MUBAZIR - Terlihat mesin pengolahan sampah di Kelurahan Duyu Kecamatan Tatanga tidak digunakan lagi, Jumat, 20 Juli 2018. (Foto: Fikri Alihana/ Metrosulawesi)

Palu, Metrosulawesi.com – Tempat pengelolaan sampah di Kelurahan Duyu terkesan mubazir. Pasalnya, sejak diresmikan tiga tahun lalu, tempat tersebut tidak pernah lagi dipergunakan. 

Lurah Duyu, Nurdin F. Adam mengatakan bahwa alat itu ada sebelum dia menjabat sebagai lurah di kelurahan tersebut. Sedangkan, dia miris melihat kondisi 3 unit mesin pengolahan sampah yang berada di RT 02 Rw 02. Tempat tersebut tepat berada di belakang Sekolah Menengah Kejuruan Negeri (SMKN) 4 Palu.

“Tempat itu diresmikan sebelum saya menjabat sebagai Lurah Duyu sekitar tiga tahun lalu. Diresmikan tapi tidak dimanfaatkan, diberikan dana tetapi hanya dibiarkan begitu saja,” katanya, Jumat 20 Juli 2018.

Dia mengungkapkan, pihaknya sedang memberikan kesempatan pada beberapa warga untuk mengikuti pelatihan pengolahan sampah organik di Kota Palu. padahal program  pemerintah Kota Palu saat ini ialah memerangi sampah, sedangkan  masyarakat seenaknya membuang sampah di sembarang tempat.

“Kami sedang giatnya memberikan kesempatan kepada beberapa warga di Kelurahan Duyu untuk mengikuti pelatihan pengolaan sampah. Karena program dari Pemkot ialah memberantas sampah di Kota Palu,” ungkapnya.

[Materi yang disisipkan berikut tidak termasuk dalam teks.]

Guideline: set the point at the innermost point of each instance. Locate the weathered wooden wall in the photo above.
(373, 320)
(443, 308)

Padahal, anggaran untuk pengadaan sarana dan pembangunan prasarananya terbilang cukup besar, hingga ratusan juta rupiah. Hal ini menjadi sorotan masyarakat setempat. Karena tempat pengelolaan sampah yang seharusnya difungsikan sebagai pengelolaan limbah organik itu hingga sekarang hanya terparkir. 

Lurah Kamonji, Ahlul Fitra juga mengatakan lokasi tempat pembuangan sampah di wilayah Kelurahan Kamonji itu sudah disiapkan di beberapa tempat.

“Kalau wilayah pasar ada empat kontener yang disiapkan, tapi di malam hari dari jam 7 malam sampai jam 10 malam. Karena wilayah pasar itu ada sendiri tempat pembuangan sampahnya,” katanya. 

Menurutnya, para pedagang yang ada di seputaran pasar Inpres Manonda sudah diimbau agar menahan sampahnya dibuang di pagi dan siang hari. Sehingga, sampah yang ada di dalam pasar tersebut menumpuk. 

“Mereka sudah diimbau agar jangan membuang sampah pagi dan siang hari, nanti sore baru bisa dikeluarkan semua sampahnya. Makanya, biasa sampah banyak bertumpuk di jalan Bayam, Jalan Labu dan jalan Kacang Panjang,” ujarnya. 

Dia mengungkapkan untuk para pedagang di pasar Inpres Manonda sudah tidak lagi membuang sampah  di Tempat Pembuangan Sampah (TPS) di Kelurahan Kamonji. Sedangkan, belum lama ini dia mendapati warga kelurahan lain membuang sampahnya di seputaran Kelurahan Kamonji.

“saya biasa memantau di tempat pembuangan sampah (TPS) di wilayah ini. Malahan, ada saya dapat warga kelurahan lain yang membuang sampah di wilayah kelurahan ini. Sehingga, langsung saya tegur adakan sudah ditaruh papan pemberitahuan di situ bukan wilayah kelurahannya dia buang sampah di sini,” ungkapnya. 

Ke depan pihaknya akan merencanakan dan mensosialisaikan terkait daur ulang sampah organik.